Web_Scrapping
This is a little program that introduce web scrapping.
Goal
Main purpose is to scrap names of products from internet market.
Pre requests
you need to install libraries:
- BeautifulSoup
sudo pip install bs4
- Selenium
sudo pip install selenium
- Firefox Webdriver
sudo apt-get install firefox-geckodriver
At First
we need to choose internet market. I prefer Trendyol.com. Then we need to copy url of page which interests us. In this code I use this:
https://www.trendyol.com/sr?q=paten&qt=paten&st=paten&os=1&pi=1
By right clicking a page, then clicking inspect you will see a new tab like this: ![](images/Screenshot from 2022-05-17 23-26-56.png)

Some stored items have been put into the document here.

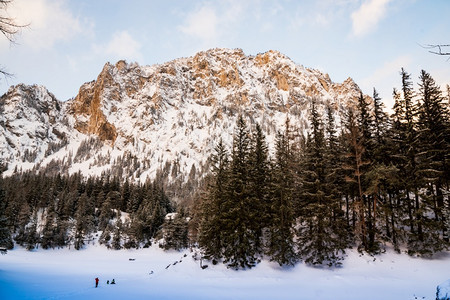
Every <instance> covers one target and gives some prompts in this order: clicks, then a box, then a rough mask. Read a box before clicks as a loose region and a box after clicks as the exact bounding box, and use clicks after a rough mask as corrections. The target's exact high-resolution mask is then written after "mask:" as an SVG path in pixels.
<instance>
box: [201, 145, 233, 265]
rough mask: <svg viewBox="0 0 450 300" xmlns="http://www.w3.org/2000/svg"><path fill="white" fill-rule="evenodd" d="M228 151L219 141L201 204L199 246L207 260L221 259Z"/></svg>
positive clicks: (227, 162) (211, 164)
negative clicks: (204, 192)
mask: <svg viewBox="0 0 450 300" xmlns="http://www.w3.org/2000/svg"><path fill="white" fill-rule="evenodd" d="M228 160H229V159H228V151H227V150H226V148H225V145H224V143H223V140H222V139H220V140H219V142H218V144H217V145H216V147H215V150H214V153H213V155H212V156H211V173H212V174H211V180H210V182H209V184H208V187H207V194H206V197H205V199H203V202H202V204H201V213H200V225H199V226H200V228H199V238H198V239H199V244H200V247H201V248H202V249H203V251H204V256H205V257H206V258H207V259H214V260H219V259H220V258H222V253H223V248H224V245H223V242H222V228H223V226H222V225H223V224H222V223H223V222H224V215H225V211H224V205H225V202H226V201H227V188H228V172H229V161H228Z"/></svg>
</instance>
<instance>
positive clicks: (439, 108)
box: [417, 70, 450, 253]
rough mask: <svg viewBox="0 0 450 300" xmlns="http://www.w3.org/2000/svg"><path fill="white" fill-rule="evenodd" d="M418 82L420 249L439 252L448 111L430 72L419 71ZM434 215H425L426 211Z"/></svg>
mask: <svg viewBox="0 0 450 300" xmlns="http://www.w3.org/2000/svg"><path fill="white" fill-rule="evenodd" d="M420 81H421V82H420V83H419V87H420V89H419V97H420V103H419V109H418V121H417V130H418V154H417V157H418V164H417V168H418V175H419V176H420V177H421V178H424V179H425V182H424V184H425V185H426V187H427V193H426V194H422V196H421V200H422V203H421V204H422V207H421V209H422V210H423V211H424V213H423V214H422V216H421V218H422V220H423V234H424V237H423V239H424V240H425V241H424V243H423V244H424V248H427V250H425V249H422V251H426V252H429V253H433V252H436V251H440V250H442V248H443V245H444V243H443V242H442V241H441V240H440V238H439V231H441V230H442V233H443V236H444V238H445V239H447V241H448V233H447V231H446V230H447V226H446V224H445V222H446V220H445V214H444V213H443V210H444V207H445V205H444V193H445V190H444V186H445V178H444V176H445V173H444V172H445V170H446V168H448V165H447V163H446V156H447V157H448V153H449V150H450V149H449V142H450V137H449V136H448V132H449V131H448V129H449V123H448V119H447V116H448V111H447V110H446V107H445V106H444V105H443V103H442V102H443V97H442V92H441V90H440V89H439V87H438V86H437V85H436V83H435V81H434V79H433V78H432V77H431V75H430V74H429V73H427V72H425V71H423V70H422V72H421V74H420ZM431 211H433V212H434V218H433V219H431V218H429V216H430V212H431Z"/></svg>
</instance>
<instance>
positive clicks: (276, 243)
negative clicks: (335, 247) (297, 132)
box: [266, 118, 297, 266]
mask: <svg viewBox="0 0 450 300" xmlns="http://www.w3.org/2000/svg"><path fill="white" fill-rule="evenodd" d="M285 124H286V125H285V131H284V132H283V133H281V132H278V134H277V139H276V145H275V146H276V153H275V160H274V162H273V170H272V181H271V184H270V186H269V187H270V201H271V206H270V211H269V212H270V216H271V220H270V227H269V237H268V241H267V250H266V252H267V255H268V256H269V257H270V260H272V261H276V262H277V263H278V264H279V265H280V266H282V265H294V264H295V262H296V261H297V254H296V252H295V244H294V234H295V230H294V226H295V215H294V207H293V197H294V184H295V182H294V172H295V170H294V168H293V164H292V162H293V160H294V157H293V152H292V141H291V139H290V131H291V129H290V123H289V119H288V118H287V119H286V123H285Z"/></svg>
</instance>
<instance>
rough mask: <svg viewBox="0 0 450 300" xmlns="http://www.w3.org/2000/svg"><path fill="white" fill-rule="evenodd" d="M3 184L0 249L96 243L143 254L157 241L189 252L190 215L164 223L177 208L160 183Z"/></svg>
mask: <svg viewBox="0 0 450 300" xmlns="http://www.w3.org/2000/svg"><path fill="white" fill-rule="evenodd" d="M0 183H1V184H0V205H1V207H0V246H3V247H6V248H9V249H11V248H12V247H13V239H14V240H15V242H16V243H17V244H19V245H22V246H24V247H26V248H27V249H29V250H31V249H34V248H35V247H38V246H39V245H40V247H42V248H44V249H49V248H60V247H66V246H69V247H72V246H73V247H74V248H75V249H77V250H78V249H81V248H83V246H84V245H86V244H88V243H91V242H93V241H94V240H96V239H98V241H99V242H100V243H101V244H103V245H105V246H107V247H109V248H113V249H121V248H139V247H148V246H149V245H150V244H151V242H152V239H153V238H154V237H156V236H157V235H159V237H160V238H165V240H167V243H165V244H163V245H162V246H163V247H165V248H182V247H187V221H186V215H185V214H184V212H183V211H182V212H181V213H179V214H177V215H176V216H175V218H173V219H170V220H165V216H166V215H167V213H170V212H173V211H174V205H173V203H171V201H169V199H168V197H167V196H166V194H165V192H164V190H163V188H162V186H161V184H159V183H158V181H155V182H146V183H145V184H132V183H130V182H128V181H125V182H120V181H119V178H118V177H110V176H107V175H105V176H101V177H97V178H88V179H85V178H83V177H82V176H81V175H80V174H74V175H71V176H61V175H56V176H52V177H48V176H45V175H43V174H35V173H32V172H27V173H19V174H14V175H13V176H11V177H5V178H2V179H0ZM163 225H164V226H163ZM163 227H164V228H163ZM174 228H175V230H174ZM180 232H181V235H180ZM99 234H100V236H98V235H99Z"/></svg>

Then by navigating a cursor you will see that every row is related to image boxes and also highlightes them. By expanding prefered boxes you can reach to interested data. In this image you can see that we have rows ( classes ) of each product. By expending them, you can reach their detailes like name, price, etc. I remind that our goal is to find product names. It looks like this:
<span class="prdct-desc-cntnr-name hasRatings" title="Işıklı Ayarlanabilir Slikon Teker Metal Gövde Paten">Işıklı Ayarlanabilir Slikon Teker Metal Gövde Paten</span>
we found every data we need.
Code
from selenium import webdriver #Importing Libraries
from bs4 import BeautifulSoup
driver = webdriver.Firefox() #Defining Webdriver
for i in range(3): #Page scrolling loop
link=("https://www.trendyol.com/sr?q=paten&qt=paten&st=paten&os=1&pi=" + str(i+1)) #Doing string addition to turn pages
driver.get(link) #Definding URL
content = driver.page_source
soup = BeautifulSoup(content, "html.parser") #Definfing site parser
products = soup.find_all('div', class_="p-card-wrppr add-to-bs-card") #In this row we search a class which include all products classes
for products in products: #Then doing loop for every product class
name = products.find("span", class_="prdct-desc-cntnr-name hasRatings" ) #Searching for name string in product class
list = str(name).split('"') #Then by converting name to string, we split it and append to list
if "None" not in list : #We do not print,if list include "None"
print(list[3])